Several large trials have employed age or clinical features to select patients for atrial fibrillation (AF) screening to reduce strokes. We hypothesized that a machine learning (ML) model trained to predict AF risk from 12‑lead electrocardiogram (ECG) would be more efficient than criteria based on clinical variables in indicating a population for AF screening to potentially prevent AF-related stroke.We retrospectively included all patients with clinical encounters in Geisinger without a prior history of AF. Incidence of AF within 1 year and AF-related strokes within 3 years of the encounter were identified. AF-related stroke was defined as a stroke where AF was diagnosed at the time of stroke or within a year after the stroke.
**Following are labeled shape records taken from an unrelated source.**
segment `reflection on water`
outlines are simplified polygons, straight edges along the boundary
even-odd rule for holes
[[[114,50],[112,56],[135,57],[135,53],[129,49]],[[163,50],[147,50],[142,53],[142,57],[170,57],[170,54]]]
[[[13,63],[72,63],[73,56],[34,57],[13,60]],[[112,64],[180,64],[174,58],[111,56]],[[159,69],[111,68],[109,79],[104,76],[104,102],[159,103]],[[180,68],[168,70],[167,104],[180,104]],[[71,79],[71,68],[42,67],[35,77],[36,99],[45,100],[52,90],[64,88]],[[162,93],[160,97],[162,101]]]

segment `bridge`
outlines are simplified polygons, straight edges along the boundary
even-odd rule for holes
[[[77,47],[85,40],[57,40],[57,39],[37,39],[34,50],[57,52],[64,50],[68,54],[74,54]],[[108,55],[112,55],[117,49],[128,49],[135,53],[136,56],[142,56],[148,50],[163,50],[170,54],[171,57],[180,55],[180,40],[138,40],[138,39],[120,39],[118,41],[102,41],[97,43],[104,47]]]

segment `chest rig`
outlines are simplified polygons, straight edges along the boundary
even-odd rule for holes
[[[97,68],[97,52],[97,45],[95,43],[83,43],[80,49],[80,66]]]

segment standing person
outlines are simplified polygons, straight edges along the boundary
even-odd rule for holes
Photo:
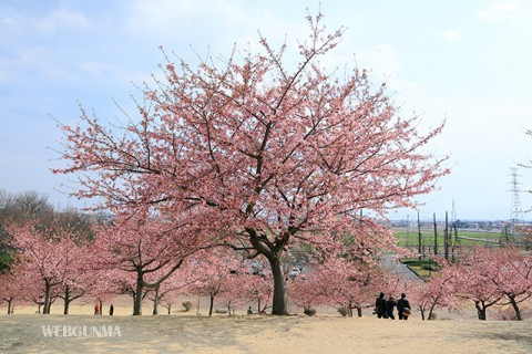
[[[383,292],[381,292],[379,298],[375,301],[375,310],[377,311],[377,317],[388,319],[388,315],[386,314],[386,299]]]
[[[386,314],[388,315],[388,319],[396,320],[396,317],[393,316],[393,308],[396,305],[396,300],[393,299],[393,296],[390,296],[386,302]]]
[[[399,320],[408,320],[408,315],[410,314],[410,302],[408,302],[405,293],[402,293],[401,299],[397,301],[397,312],[399,314]]]

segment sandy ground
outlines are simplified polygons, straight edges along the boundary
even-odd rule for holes
[[[34,310],[0,314],[0,353],[532,353],[531,321],[391,321],[369,313],[209,317],[206,309],[200,315],[176,309],[172,315],[131,316],[120,303],[114,316],[94,316],[92,305],[73,305],[70,315],[59,314],[59,305],[50,315]],[[44,335],[43,326],[58,335]],[[108,335],[102,327],[111,329]],[[64,335],[64,329],[78,335]]]

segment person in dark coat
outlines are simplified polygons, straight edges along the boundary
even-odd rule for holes
[[[375,301],[375,310],[377,311],[377,317],[388,319],[388,315],[386,314],[386,299],[383,292],[381,292],[379,298]]]
[[[408,309],[405,311],[405,309]],[[408,302],[407,295],[405,293],[401,294],[401,299],[397,301],[397,313],[399,315],[399,320],[408,320],[408,315],[410,314],[410,302]],[[408,313],[405,313],[408,312]]]
[[[388,315],[388,319],[396,320],[396,317],[393,316],[393,308],[396,305],[396,300],[393,299],[393,296],[390,296],[386,302],[386,314]]]

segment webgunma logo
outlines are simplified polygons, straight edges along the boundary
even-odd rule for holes
[[[71,336],[94,336],[112,337],[122,336],[119,325],[43,325],[43,336],[71,337]]]

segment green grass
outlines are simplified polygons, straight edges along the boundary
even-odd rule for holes
[[[431,273],[440,270],[440,267],[431,258],[403,258],[401,263],[410,267],[420,278],[430,277]]]
[[[407,232],[405,229],[396,229],[393,230],[393,236],[398,239],[399,246],[402,247],[417,247],[419,244],[419,237],[417,230],[410,230]],[[462,246],[482,246],[485,243],[498,242],[502,236],[497,232],[481,232],[481,231],[458,231],[459,238],[456,239],[454,233],[450,235],[451,244],[462,244]],[[467,238],[461,239],[460,237]],[[438,230],[438,247],[443,247],[444,237],[443,231]],[[421,244],[430,248],[434,244],[434,231],[422,229],[421,230]]]

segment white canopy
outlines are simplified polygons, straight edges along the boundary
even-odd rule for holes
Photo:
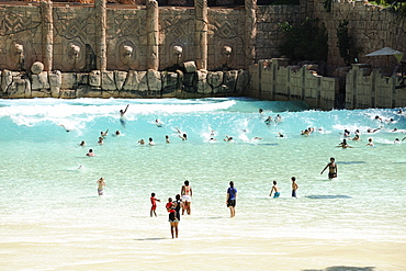
[[[399,61],[403,57],[403,53],[390,47],[384,47],[382,49],[370,53],[365,56],[395,56],[397,61]]]

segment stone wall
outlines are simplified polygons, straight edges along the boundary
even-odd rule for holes
[[[303,14],[318,18],[326,26],[328,35],[328,64],[331,68],[343,66],[337,47],[337,29],[345,20],[349,22],[349,35],[356,47],[362,49],[359,63],[372,64],[374,67],[386,65],[394,67],[396,59],[391,56],[365,57],[366,54],[391,47],[406,53],[406,18],[393,13],[390,9],[370,4],[368,1],[332,0],[331,12],[327,12],[323,0],[304,0]],[[404,56],[405,59],[405,56]]]
[[[317,75],[316,65],[287,66],[289,59],[260,60],[249,68],[250,91],[255,98],[304,101],[314,109],[331,110],[338,79]]]
[[[398,88],[399,77],[382,77],[377,69],[352,65],[347,75],[346,109],[401,108],[406,105],[406,88]]]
The efficiency of five methods was evaluated for selecting a cohort for AF screening. The methods were selected from four clinical trials (mSToPS, GUARD-AF, SCREEN-AF and STROKESTOP) and the ECG-based ML model. We simulated patient selection for the five methods between the years 2011 and 2014 and evaluated outcomes for 1 year intervals between 2012 and 2015, resulting in a total of twenty 1-year periods. Patients were considered eligible if they met the criteria before the start of the given 1-year period or within that period. The primary outcomes were numbers needed to screen (NNS) for AF and AF-associated stroke.The clinical trial models indicated large proportions of the population with a prior ECG for AF screening (up to 31%), coinciding with NNS ranging from 14 to 18 for AF and 249-359 for AF-associated stroke. At comparable sensitivity, the ECG ML model indicated a modest number of patients for screening (14%) and had the highest efficiency in NNS for AF (7.3; up to 60% reduction) and AF-associated stroke (223; up to 38% reduction).An ECG-based ML risk prediction model is more efficient than contemporary AF-screening criteria based on age alone or age and clinical features at indicating a population for AF screening to potentially prevent AF-related strokes.